It has been striking for me to notice how different it is to teach beading to a class of adults compared to a class of kids. Everyone can typically follow the step by step instructions to learn the techniques easily enough. But when it comes to jewelry designing, the two groups as a whole approach it very differently.
I have a little speech that I give adults so they can feel safe letting their creative side express itself. I remind them that everyone is naturally creative. I suggest that they don’t compare themselves to anyone else. Don’t put pressure on yourself to make your design perfect; designing is a process of trial and error. You don’t have to figure it all out in advance, beads are forgiving; get started stringing and if you change your mind, you can always change it. As I speak these words to the adults, I can visibly see them relaxing.
After having taught beading classes to adults in the San Francisco Bay Area, I taught a kid’s class and started to give my “everyone is creative” speech. The kids showed no signs of interest; they were ready to start creating now!

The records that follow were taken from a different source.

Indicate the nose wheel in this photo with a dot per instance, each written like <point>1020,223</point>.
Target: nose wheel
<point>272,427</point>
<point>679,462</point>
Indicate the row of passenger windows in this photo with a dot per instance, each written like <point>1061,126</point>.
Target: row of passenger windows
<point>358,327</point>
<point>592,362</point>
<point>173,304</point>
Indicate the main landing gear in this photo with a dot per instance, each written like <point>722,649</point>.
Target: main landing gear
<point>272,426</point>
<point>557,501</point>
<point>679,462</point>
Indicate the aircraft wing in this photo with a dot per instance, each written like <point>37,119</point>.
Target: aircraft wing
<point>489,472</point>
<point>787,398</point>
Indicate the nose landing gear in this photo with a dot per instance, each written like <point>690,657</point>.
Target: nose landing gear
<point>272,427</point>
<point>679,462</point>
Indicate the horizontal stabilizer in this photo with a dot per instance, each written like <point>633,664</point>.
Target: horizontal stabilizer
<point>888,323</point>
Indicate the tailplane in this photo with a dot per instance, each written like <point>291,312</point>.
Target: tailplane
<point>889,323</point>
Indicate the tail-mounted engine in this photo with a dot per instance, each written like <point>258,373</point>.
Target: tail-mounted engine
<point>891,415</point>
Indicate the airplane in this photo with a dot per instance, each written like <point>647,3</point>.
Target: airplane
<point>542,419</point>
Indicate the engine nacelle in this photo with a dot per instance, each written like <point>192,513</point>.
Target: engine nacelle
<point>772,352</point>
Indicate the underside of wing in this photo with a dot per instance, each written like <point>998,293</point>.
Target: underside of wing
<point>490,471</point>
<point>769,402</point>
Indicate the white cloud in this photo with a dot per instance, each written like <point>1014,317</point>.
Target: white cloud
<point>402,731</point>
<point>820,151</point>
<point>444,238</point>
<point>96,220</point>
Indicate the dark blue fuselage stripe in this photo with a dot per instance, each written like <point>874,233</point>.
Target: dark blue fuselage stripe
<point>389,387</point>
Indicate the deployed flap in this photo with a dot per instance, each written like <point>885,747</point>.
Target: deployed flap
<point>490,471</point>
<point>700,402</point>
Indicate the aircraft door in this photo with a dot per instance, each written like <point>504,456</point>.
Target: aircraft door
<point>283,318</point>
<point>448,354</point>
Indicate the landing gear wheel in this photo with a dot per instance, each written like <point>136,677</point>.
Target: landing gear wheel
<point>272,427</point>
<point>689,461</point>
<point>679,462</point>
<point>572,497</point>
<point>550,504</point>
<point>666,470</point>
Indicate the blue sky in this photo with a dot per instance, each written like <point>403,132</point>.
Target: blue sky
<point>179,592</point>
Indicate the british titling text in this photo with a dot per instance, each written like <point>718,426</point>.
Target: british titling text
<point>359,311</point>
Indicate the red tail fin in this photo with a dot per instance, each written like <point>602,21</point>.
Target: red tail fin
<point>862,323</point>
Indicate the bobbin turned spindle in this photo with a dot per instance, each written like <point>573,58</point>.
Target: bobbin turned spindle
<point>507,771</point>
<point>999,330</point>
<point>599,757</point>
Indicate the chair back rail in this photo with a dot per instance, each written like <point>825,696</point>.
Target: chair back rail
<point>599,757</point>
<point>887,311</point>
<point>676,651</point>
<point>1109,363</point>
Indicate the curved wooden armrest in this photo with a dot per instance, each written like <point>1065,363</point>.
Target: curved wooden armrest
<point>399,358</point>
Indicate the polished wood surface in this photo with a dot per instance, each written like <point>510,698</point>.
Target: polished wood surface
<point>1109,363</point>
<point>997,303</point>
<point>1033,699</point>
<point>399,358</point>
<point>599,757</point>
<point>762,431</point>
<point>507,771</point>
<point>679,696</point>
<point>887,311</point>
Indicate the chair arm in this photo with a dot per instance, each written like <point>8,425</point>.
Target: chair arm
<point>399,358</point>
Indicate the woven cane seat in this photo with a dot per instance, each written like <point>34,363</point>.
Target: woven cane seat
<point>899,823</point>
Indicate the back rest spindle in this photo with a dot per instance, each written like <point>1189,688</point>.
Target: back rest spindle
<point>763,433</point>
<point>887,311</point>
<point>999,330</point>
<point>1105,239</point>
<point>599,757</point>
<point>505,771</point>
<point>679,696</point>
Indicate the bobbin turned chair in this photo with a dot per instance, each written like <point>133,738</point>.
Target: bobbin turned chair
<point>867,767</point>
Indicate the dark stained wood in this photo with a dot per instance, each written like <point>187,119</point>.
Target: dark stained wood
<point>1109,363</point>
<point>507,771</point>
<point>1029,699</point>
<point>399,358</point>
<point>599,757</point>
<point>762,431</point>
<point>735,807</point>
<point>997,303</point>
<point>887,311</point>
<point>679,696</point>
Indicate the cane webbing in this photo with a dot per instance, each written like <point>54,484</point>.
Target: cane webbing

Why the difference in the two groups? I believe that it is because the kids have not yet had so much criticism that it debilitated their creativity. As adults, we have a stockpile of memories of when someone told us that what we were doing was not ________ enough. The more we heard it, the more we believed it. Even long after the outside critical voice has gone silent, the echoes live in us as our inner critic. It is not the criticism itself, it is how we relate to it, that affects our creativity.
I have learned to evaluate whether to hold the other person’s feedback with more weight than my own point of view. A friend told me that she has learned, “Just because someone says something doesn’t mean that it is true.” Sometimes the gift is learning to trust myself to discern how much to value the other’s feedback.
One Friday at Bead Night I was putting a necklace together. I had decided on a filigree-wrapped pink calcite focal bead. Something was missing for me, and I hooked on a piece of chain with a pearl and asked the other gals if they thought the addition worked. The lack of enthusiasm in their response (which I sometimes hear as criticism) told me it wasn’t working. Still I felt that I was on the right track and stuck with my inner vision. I shortened the chain and then the feedback was unanimous approval. The finished necklace design is now a bead jewelry kit on our website called, “Softness“.
I believe that feedback is a gift, although it doesn’t always feel that way at first. Warren Wiersbe is known to say, “Truth without love is brutality, and love without truth is hypocrisy.” I use this as my guide, and make sure that the love, the heart that someone puts into something, does not go unacknowledged amidst my “constructive feedback”.
I do not always get to choose when, from where or how criticism may come. When it comes my way, I can look within my heart to see what I can learn from it. If I can be in touch with the beauty of who I am deep inside, a goal that is not always easy to accomplish, then I can keep the criticism in its true perspective.